Uma expressão está na moda, posta para circular, sobretudo, pelas ONGs: os chamados “temas transversais”, aqueles que atravessariam várias esferas da vida e do conhecimento, transformados, em si mesmos, em valores morais inquestionáveis. O tal Programa “Nacional-Socialista” de Direitos Humanos, por exemplo, chegava a prever a cassação da licença de emissoras de rádio e televisão se ficasse caracterizado o desrespeito aos direitos humanos. Notem o truque: quem é contra os “direitos humanos”? Ninguém! Quem iria definir o que caracterizava esse respeito? Ali estava a armadilha.
Os chamados “temas transversais” costumam ser uma espécie de bula do chamado pensamento politicamente correto, que perverte o valor democrático essencial: o direito de a minoria expressar a divergência. Essa derivação pervertida transforma a proteção às minorias numa agressão aos valores universais da democracia. Não é raro ouvirmos hoje magistrados, inclusive alguns da nossa corte suprema, a afirmar que a lei deve, sim, tratar desigualmente os desiguais porque cumpriria ao juiz corrigir injustiças que a sociedade a tempo não corrigiu.
Ora, numa democracia, o princípio que estabelece que todos os homens são iguais perante a lei não busca ofuscar a condição dos graúdos, mas estabelecer uma instância — a Justiça — em que o pequeno não será punido porque pequeno nem poupado de seus crimes; em que o grande não será protegido porque grande, mas também não terá seus direitos aviltados por isso.
Como justificar, por exemplo, a concessão de cotas raciais à luz da Constituição brasileira se não por intermédio de valores, e ninguém conseguiria provar o contrário, ausentes em nossa Constituição? Agride-se o princípio fundamental da igualdade dos homens perante a lei argumentando-se a aplicação dos fundamentos do Artigo 3º, a saber:
Art. 3º Constituem objetivos fundamentais da República Federativa do Brasil:
I - construir uma sociedade livre, justa e solidária;
II - garantir o desenvolvimento nacional;
III - erradicar a pobreza e a marginalização e reduzir as desigualdades sociais e regionais;
I - construir uma sociedade livre, justa e solidária;
II - garantir o desenvolvimento nacional;
III - erradicar a pobreza e a marginalização e reduzir as desigualdades sociais e regionais;
Será lícito, no entanto, aplicar o que prevê os três incisos discriminando pessoas, seja essa discriminação positiva ou negativa? O inciso seguinte do mesmo artigo responde:
IV - promover o bem de todos, sem preconceitos de origem, raça, sexo, cor, idade e quaisquer outras formas de discriminação.

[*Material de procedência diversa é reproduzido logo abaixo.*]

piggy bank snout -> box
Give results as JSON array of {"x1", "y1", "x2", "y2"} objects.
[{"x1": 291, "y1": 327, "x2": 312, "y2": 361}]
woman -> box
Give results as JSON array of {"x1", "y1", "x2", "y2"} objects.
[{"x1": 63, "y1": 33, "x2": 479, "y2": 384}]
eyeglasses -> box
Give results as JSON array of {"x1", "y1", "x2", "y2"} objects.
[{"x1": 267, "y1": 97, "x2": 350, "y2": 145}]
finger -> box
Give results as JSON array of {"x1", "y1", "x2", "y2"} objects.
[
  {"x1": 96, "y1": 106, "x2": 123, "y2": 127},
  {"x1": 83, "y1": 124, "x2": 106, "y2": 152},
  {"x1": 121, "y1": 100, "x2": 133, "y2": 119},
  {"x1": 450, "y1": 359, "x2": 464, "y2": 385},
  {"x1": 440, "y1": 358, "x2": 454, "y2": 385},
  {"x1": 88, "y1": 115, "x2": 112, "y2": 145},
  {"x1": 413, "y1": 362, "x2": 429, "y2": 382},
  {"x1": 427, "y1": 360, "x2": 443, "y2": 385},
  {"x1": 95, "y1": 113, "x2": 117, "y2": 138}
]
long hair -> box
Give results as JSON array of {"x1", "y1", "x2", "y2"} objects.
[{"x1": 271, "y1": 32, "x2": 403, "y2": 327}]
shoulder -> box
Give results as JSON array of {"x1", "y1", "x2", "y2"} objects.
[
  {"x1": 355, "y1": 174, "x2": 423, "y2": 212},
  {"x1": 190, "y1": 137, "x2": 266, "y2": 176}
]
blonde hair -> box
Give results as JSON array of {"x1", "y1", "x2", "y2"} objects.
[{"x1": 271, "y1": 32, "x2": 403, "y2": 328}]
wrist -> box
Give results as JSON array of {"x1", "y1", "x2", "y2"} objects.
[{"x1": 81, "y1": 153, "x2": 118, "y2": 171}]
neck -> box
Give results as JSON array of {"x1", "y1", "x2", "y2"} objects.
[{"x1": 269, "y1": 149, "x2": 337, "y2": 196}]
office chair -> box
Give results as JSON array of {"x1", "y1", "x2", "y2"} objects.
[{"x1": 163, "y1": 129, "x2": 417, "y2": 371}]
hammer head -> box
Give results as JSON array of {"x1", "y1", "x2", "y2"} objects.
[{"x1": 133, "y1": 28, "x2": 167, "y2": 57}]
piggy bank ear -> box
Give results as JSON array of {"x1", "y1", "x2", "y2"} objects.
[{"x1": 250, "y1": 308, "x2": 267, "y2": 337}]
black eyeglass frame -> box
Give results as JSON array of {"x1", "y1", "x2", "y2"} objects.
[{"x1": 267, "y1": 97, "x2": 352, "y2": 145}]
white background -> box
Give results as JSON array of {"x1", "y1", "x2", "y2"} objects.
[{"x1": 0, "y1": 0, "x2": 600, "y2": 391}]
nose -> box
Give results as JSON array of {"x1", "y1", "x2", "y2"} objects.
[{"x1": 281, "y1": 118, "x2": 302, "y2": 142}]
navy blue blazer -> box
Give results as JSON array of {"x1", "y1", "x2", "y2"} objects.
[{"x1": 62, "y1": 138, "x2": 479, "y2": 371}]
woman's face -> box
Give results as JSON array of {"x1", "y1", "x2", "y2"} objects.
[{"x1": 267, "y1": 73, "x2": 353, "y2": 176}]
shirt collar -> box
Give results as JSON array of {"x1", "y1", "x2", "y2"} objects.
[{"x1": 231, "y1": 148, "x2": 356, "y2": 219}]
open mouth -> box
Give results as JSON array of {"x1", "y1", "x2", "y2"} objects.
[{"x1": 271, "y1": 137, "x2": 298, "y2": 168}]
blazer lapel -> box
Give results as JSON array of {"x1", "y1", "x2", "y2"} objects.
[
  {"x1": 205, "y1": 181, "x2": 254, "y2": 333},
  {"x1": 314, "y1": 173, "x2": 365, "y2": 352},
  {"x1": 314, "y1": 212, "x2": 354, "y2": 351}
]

O debate das cotas, no entanto, foi interditado. O Estatuto da Igualdade Racial aprovado pelo Congresso, embora na sua versão mitigada, coleciona uma penca de agressões à Constituição. Em breve, outro tema voltará ao debate: a chamada lei que criminaliza a homofobia. Não duvido de que as pessoas empenhadas em sua aprovação tenham o propósito de combater a discriminação, mas o texto agride, de maneira inequívoca, a liberdade de expressão. Uma simples opinião que possa ser caracterizada como “ação vexatória de ordem filosófica” — seja lá o que isso signifique — pode render cadeia. O crime será considerado inafiançável e imprescritível.
A patrulha politicamente correta, orientada pelo espírito da reparação e da correção das desigualdades e das injustiças, constitui-se numa verdadeira polícia do pensamento. Agride a liberdade de expressão e, muitas vezes, agride os fatos, impedido até mesmo a avaliação da eficiência de determinadas políticas públicas.
Na entrevista publicada pela VEJA, na semana passada, o professor americano de economia Walter Williams, negro, afirma:
“Antes, uma menina grávida era uma vergonha para a família. Hoje, o estado de bem-estar social premia esse comportamento. O resultado é que, nos anos da minha adolescência, entre 13% e 15% das crianças negras eram filhas de mãe solteira. Agora, são 70%.”